Search code examples
tarbzip2gnuwin32

Loading a TAR file and extracting its *bz2 contents to sdout with bzcat


Following this question, I'm attempting to load a 40 GB TAR file with bz2-compressed json files into PostgreSQL in an effecient manner.

As per the answer mentioned above, I'm trying to separate the process and use external tools to create the following flow.

  • Open & Extract the files to SDOUT with TAR (bsdtar in this case, as TAR does not include extracting in its Windows build), only *.bz2 files.
  • Extract the *BZ2 files with a call to bzcat (export to sdout)
  • Open this in my python script 'file_handling', which maps each incoming line to a tweet and outputs this as a csv to stdout
  • Pipe this to PSQL to load it into one COPY command.

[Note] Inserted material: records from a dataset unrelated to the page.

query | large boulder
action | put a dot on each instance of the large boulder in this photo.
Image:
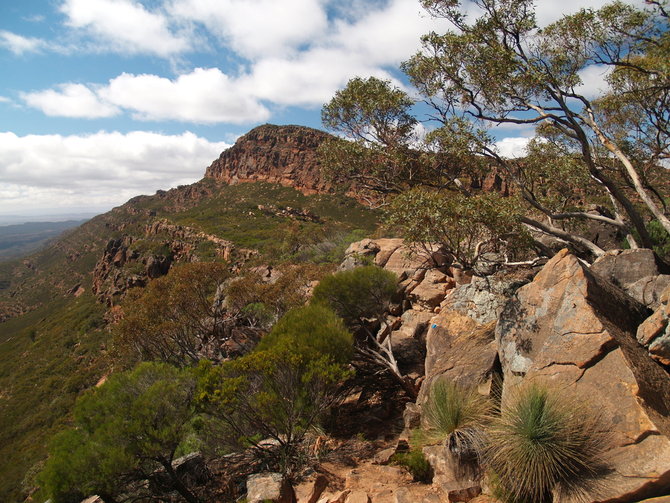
(625, 267)
(575, 331)
(654, 333)
(460, 343)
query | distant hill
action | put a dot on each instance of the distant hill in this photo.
(262, 202)
(21, 239)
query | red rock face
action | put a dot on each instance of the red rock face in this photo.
(286, 155)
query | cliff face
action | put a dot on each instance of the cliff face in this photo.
(286, 155)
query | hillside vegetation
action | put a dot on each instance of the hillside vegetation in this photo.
(60, 346)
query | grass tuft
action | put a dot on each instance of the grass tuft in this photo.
(545, 444)
(458, 416)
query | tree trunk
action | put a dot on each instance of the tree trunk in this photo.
(178, 484)
(107, 498)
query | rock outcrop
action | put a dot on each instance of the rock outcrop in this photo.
(654, 332)
(576, 332)
(286, 155)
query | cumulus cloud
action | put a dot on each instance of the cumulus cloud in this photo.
(277, 73)
(70, 100)
(201, 96)
(512, 147)
(102, 169)
(126, 26)
(257, 28)
(594, 81)
(18, 44)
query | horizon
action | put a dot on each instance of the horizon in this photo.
(104, 100)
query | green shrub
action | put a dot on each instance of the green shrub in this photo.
(312, 331)
(363, 292)
(270, 398)
(127, 428)
(544, 443)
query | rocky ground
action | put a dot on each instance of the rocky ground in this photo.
(600, 333)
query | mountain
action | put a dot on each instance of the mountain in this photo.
(17, 240)
(263, 200)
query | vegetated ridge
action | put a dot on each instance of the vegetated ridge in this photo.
(53, 341)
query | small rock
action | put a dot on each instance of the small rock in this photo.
(464, 495)
(383, 457)
(402, 495)
(320, 484)
(263, 487)
(358, 497)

I'm currently getting an error when arriving at bzcat, this is what I have to build line that executes the above:

pipeline = [filename[1:3] + " && ",  # Change drive to H so that TAR can find the file without a drive name (doesn't like absolute paths, apparently).
            '"C:\\Tools\\GnuWin32\\gnuwin32\\bin\\bsdtar" vxOf ' + filename_nodrive + ' "*.bz2"',  # Call to tar, outputs to stdin
            " | C:\\Tools\\GnuWin32\\gnuwin32\\bin\\bzcat.exe"#,  # Forward its output to bzcat
            ' | python "D:\Cloud\Dropbox\Coding\GitHub\pyTwitter\pyTwitter_filehandling.py"', # Extract Tweets
            ' | "C:\Program Files\PostgreSQL\9.4\bin\psql.exe" -1f copy.sql ' + secret_login_d
           ]
module_call = "".join(pipeline)
module_call = "H: && "C:\Tools\GnuWin32\gnuwin32\bin\bsdtar" vxOf "Twitter datastream/Sourcefiles/archiveteam-twitter-stream-2013-01.tar" "*.bz2" | C:\Tools\GnuWin32\gnuwin32\bin\bzcat.exe | python "D:\Cloud\Dropbox\Coding\GitHub\pyTwitter\pyTwitter_filehandling.py" | "C:\Program Files\PostgreSQL\9.4in\psql.exe" -1f copy.sql "user=xxx password=xxx host=localhost port=5432 dbname=xxxxxx""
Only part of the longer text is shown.